China has released Jin Mingri, pastor and founder of Zion Church, from prison after nearly nine months.
Mingri’s case was raised by US President Donald Trump during his state visit to China in May.
Trump said he discussed the pastor’s imprisonment with Chinese President Xi Jinping and asked him to reconsider the case. The US president also sought clemency for Jimmy Lai, the imprisoned Hong Kong democracy activist.
“I think he’s giving very serious consideration to the pastor,” Trump said on his way back from Beijing, referring to Mingri, but added that Lai’s case would be more difficult.
ChinaAid, a US-based rights group that monitors religious persecution, confirmed Mingri’s release from prison in a statement.
The organisation said Mingri, also known as Ezra Jin, arrived in Los Angeles on Saturday.

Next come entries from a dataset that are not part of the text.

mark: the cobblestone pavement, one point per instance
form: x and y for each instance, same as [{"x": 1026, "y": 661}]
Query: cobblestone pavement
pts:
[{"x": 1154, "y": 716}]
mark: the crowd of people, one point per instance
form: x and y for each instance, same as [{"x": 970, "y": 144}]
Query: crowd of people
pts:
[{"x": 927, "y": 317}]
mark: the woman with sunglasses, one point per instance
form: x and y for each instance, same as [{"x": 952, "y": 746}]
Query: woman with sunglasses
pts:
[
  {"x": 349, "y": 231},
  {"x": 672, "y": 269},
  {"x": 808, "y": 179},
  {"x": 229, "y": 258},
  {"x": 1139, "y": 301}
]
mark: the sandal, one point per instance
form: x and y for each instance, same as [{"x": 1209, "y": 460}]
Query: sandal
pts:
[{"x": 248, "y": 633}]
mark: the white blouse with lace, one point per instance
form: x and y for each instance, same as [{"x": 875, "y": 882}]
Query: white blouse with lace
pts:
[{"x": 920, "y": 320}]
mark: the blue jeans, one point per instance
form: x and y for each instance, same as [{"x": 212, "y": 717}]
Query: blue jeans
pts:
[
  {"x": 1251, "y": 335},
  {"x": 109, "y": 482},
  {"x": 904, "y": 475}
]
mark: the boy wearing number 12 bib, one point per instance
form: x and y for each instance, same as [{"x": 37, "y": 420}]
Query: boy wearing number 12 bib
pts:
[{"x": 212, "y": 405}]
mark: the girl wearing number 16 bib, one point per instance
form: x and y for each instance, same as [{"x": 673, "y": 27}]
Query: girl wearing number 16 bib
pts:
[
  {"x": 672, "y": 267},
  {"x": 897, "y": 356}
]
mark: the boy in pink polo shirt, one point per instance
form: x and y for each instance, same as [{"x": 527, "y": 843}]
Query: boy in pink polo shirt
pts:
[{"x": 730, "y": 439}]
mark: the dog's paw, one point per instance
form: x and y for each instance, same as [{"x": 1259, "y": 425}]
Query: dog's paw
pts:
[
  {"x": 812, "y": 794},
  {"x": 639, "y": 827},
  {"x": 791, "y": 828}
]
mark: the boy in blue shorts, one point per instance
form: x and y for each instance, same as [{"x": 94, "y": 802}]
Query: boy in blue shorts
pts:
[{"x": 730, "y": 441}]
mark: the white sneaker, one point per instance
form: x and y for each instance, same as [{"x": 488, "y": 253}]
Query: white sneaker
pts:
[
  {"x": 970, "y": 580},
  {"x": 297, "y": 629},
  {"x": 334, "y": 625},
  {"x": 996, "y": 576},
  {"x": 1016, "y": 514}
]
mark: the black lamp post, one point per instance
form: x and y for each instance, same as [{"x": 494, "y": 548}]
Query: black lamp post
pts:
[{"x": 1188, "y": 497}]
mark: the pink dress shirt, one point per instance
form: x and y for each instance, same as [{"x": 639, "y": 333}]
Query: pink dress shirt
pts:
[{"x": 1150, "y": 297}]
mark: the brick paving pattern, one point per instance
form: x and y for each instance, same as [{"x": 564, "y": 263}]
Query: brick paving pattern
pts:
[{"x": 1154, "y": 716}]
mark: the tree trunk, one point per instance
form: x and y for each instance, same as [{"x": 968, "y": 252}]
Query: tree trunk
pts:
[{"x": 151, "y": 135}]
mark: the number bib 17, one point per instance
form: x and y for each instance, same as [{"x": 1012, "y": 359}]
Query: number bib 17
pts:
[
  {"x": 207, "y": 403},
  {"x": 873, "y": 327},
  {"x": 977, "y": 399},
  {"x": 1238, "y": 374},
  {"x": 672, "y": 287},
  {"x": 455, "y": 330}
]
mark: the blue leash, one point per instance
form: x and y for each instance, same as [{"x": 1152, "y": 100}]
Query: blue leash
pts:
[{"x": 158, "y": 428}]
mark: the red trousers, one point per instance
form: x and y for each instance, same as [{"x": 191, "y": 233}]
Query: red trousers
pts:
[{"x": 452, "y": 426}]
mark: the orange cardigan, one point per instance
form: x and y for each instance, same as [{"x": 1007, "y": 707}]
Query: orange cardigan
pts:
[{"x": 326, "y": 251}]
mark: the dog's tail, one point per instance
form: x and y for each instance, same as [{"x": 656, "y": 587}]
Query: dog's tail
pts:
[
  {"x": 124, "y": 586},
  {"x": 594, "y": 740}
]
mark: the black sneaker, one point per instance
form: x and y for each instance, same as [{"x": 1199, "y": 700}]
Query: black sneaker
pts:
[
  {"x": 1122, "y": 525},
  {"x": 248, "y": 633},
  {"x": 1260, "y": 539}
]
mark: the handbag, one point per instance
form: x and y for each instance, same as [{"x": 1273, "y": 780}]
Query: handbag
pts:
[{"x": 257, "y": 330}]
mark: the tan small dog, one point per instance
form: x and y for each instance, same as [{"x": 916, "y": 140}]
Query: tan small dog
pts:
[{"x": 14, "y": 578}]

“His unexpected freedom is an answer to countless prayers offered by Christians around the world and demonstrates once again that sustained international advocacy can save lives and restore freedom,” ChinaAid said.
Mingri founded Zion Church in 2007 with about 20 worshippers. Over the following decade, it grew into one of China’s largest independent Protestant churches, operating outside the state-approved religious system, which requires congregations to register with the government.
The church was officially banned in 2018 by the ruling Communist Party, which is officially atheist, after it refused to install security cameras at its premises in Beijing.
Many of Zion Church’s affiliated congregations later became underground worship centres and were subsequently shut down as Beijing intensified efforts to bring religious groups under tighter control.
Mingri’s family expressed gratitude for his release in a statement.
“We truly witnessed a miracle, and we are feeling so overwhelmed with joy,” the statement reads.
The family thanked the US president and the Trump administration “for their tremendous leadership” and said they knew “Mingri’s release could not have happened without the direct intervention of [Chinese President] Xi Jinping.”
While celebrating Mingri’s freedom, ChinaAid noted that eight other jailed pastors and co-workers from Zion Church, as well as priests, bishops, house church Christians, Uyghur Muslims, Tibetan Buddhists, Falun Gong practitioners, and other prisoners of conscience, “remain unjustly imprisoned by the Chinese Communist Party.”
“We respectfully call on President Trump and his administration to continue making religious freedom and the release of all prisoners of faith a top priority in every engagement with Beijing,” ChinaAid said.
“True progress in U.S.-China relations must include freedom for those imprisoned simply because they choose to believe.”
The Chinese foreign ministry has not officially commented on the case.